Anyone who works in computer security knows that they should enable two-factor authentication (2FA) on their accounts.
2FA provides an extra layer of security. A hacker might be able to guess, steal, or brute force the password to your account, but they won’t be able to gain access unless they also have a time-based one-time password.
So why didn’t Mandiant adopt 2FA to protect its Twitter account (which was hacked last week for promoting a cryptocurrency scam)?
Mandiant promised in the wake of the hack to share details of what happened, and — true to its word — it That’s what it does.
But Mandiant’s explanation of how he was hacked raises more questions.
We have completed our investigation into the Mandiant X account last week
took over and determined that this might be a brute force password attack,
Only for this single account.
They seem to be saying that someone tried over and over again to break into Mandiant’s Twitter account, or rather, used a computer to do it for them… and eventually they got lucky.

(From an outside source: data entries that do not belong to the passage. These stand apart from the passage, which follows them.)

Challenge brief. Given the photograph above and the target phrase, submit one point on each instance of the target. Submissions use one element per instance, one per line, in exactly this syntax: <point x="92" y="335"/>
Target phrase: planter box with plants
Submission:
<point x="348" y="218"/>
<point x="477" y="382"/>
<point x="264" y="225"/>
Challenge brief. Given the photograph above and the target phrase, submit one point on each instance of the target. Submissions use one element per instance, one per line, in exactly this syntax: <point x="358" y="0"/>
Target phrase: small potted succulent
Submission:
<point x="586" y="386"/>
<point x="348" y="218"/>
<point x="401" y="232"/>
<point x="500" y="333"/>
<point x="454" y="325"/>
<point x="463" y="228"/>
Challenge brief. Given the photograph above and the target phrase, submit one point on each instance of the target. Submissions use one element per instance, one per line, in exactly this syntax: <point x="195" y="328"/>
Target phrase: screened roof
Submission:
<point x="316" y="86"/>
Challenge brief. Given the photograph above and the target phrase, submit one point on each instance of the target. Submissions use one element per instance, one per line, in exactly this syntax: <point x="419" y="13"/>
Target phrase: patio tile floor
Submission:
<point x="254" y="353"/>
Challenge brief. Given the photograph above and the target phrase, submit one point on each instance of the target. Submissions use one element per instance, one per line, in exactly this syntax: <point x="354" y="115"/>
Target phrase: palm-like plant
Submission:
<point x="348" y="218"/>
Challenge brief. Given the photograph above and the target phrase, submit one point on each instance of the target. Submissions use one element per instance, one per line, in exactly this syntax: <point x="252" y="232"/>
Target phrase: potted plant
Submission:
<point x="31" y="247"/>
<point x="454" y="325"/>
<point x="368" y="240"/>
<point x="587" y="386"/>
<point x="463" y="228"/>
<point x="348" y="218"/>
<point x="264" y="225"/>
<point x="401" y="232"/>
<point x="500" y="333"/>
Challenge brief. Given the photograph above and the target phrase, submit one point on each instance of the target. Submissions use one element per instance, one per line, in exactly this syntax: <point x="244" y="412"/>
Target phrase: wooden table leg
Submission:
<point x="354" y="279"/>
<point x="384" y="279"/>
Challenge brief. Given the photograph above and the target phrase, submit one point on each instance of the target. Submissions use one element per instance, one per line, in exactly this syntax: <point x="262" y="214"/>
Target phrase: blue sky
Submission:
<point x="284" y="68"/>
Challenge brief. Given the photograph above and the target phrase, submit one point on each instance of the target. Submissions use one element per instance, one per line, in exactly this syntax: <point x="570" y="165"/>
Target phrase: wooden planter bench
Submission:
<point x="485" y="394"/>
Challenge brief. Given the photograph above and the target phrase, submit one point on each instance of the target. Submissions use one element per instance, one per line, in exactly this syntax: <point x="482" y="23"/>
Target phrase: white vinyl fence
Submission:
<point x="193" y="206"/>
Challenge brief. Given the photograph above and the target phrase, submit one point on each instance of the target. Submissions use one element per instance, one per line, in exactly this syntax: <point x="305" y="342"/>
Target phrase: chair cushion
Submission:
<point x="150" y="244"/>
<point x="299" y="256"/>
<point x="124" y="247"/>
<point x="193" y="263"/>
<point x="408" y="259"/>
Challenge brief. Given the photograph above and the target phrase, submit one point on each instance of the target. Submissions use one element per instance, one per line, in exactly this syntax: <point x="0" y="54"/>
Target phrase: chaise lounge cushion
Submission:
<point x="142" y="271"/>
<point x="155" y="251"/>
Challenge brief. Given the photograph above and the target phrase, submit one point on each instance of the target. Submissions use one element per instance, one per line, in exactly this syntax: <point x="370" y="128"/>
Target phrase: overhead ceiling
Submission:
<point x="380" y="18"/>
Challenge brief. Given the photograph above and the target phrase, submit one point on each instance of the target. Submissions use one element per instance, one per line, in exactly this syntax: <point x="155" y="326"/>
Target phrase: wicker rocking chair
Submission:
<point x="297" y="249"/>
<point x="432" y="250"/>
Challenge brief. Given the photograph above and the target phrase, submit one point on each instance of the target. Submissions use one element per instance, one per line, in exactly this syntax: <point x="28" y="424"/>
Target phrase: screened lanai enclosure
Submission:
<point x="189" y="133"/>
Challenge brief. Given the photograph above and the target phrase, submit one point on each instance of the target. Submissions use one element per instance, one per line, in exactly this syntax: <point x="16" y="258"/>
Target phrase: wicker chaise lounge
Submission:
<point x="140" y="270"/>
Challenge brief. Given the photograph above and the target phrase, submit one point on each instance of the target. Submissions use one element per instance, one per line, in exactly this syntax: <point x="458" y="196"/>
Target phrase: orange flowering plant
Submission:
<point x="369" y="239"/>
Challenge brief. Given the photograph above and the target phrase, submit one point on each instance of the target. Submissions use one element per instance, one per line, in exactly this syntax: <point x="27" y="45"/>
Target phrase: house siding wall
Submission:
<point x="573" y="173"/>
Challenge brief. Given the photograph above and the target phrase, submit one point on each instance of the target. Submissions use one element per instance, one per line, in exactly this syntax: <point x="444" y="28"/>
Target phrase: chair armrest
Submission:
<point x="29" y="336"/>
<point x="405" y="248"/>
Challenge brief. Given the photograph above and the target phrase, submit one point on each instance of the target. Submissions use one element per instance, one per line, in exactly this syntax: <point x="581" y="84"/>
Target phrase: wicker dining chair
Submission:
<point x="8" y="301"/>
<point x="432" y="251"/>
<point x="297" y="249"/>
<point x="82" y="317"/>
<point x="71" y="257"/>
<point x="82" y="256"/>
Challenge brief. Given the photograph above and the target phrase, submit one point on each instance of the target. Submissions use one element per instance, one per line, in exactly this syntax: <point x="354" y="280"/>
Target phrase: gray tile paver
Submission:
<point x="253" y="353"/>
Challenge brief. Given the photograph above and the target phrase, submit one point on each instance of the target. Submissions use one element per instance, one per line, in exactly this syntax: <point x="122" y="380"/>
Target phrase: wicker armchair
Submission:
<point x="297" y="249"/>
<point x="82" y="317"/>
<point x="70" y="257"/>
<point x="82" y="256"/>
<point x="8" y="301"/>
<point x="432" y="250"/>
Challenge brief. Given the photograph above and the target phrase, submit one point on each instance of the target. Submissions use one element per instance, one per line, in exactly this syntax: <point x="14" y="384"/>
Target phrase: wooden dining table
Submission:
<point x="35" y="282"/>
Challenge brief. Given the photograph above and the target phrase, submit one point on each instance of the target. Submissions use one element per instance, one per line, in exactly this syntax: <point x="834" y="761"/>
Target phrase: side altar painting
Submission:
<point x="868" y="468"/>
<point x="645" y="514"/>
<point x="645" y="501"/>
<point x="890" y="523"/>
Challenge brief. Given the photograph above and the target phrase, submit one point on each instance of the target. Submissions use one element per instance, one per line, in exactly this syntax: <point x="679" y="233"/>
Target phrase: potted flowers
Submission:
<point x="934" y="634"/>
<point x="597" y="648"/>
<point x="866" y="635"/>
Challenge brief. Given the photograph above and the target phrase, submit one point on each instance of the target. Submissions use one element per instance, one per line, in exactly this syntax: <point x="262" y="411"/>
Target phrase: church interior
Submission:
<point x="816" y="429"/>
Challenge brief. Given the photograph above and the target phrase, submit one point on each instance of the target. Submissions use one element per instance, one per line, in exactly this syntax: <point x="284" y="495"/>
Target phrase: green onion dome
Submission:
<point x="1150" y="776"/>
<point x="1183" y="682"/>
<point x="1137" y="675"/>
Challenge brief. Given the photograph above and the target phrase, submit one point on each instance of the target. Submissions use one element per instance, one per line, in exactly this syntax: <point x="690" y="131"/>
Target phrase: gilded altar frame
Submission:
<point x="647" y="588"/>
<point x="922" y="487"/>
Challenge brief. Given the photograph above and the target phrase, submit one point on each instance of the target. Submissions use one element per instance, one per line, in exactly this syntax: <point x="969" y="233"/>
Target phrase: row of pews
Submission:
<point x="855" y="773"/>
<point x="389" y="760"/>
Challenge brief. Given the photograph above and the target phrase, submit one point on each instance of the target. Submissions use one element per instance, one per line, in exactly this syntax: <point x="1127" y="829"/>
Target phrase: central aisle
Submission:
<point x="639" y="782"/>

If that’s the case, you have to wonder how long and complex Mandiant’s Twitter password is.
Presumably Mandiant has changed the password by now, so why don’t they tell us what the password is? If we knew how much effort a hacker would have to put in to crack Mandiant’s password, and how long it might take, maybe we could all learn something.
postscript. “possible”? It sounds like Mandiant isn’t sure.
My guess is that Mandiant’s Twitter account may have been hacked in a similar manner to CertiK, another company that was hacked around the same time.
In this case, the hacker contacted CertiK, posing as Forbes reporter, and tricked an employee into clicking on a link that pretended to be an interview calendar scheduling link.
Anyway, let’s take a closer look at what Mandiant has to say about its security breach:
Normally 2FA would mitigate this, but due to some team transitions and changes in X 2FA policy, we are not fully protected. We have made changes to our processes to ensure this does not happen again.
Well, there is a carefully worded sentence! Mandiant seems to be deliberately avoiding saying that its Twitter account doesn’t have 2FA enabled, but that’s the only way I can explain it.
I think it would be quite embarrassing for a cybersecurity company to admit that they don’t have 2FA enabled.
But then there’s the part about “Changes in 2FA policy for X” (X is the stupid name we should be using for Twitter now, but I’m not playing that game right now…).
My guess is that Mandiant is referring to changes to 2FA that Twitter announced last February. Twitter said it will remove SMS-based 2FA in March 2023 for all subscribers except paid Twitter Blue subscribers, and anyone who doesn’t want to lose access to Twitter will have to disable 2FA in advance.
At the time, I criticized Twitter’s decision, saying it would make it less safe for some users.
SMS-based 2FA is one of the weakest ways to implement 2FA (because of SIM swap attacks), but it’s still better than no 2FA.
It seems to me that Mandiant removed the SMS-based 2FA protection from its account (presumably out of fear that it would be locked out when Twitter only offered premium features) but never replaced it with a more robust alternative such as hardware it. Security key-based or application-based authenticator.
I know that setting up multi-factor authentication can get more complicated when you’re dealing with accounts used by teams rather than individuals, but there are ways around this. The truth is, there is no legitimate reason for any company (especially a security company) not to employ 2FA to protect their accounts.
Mandiant published a blog post about hackers and the CLINKSLINK wallet-exhausting malware linked to this attack.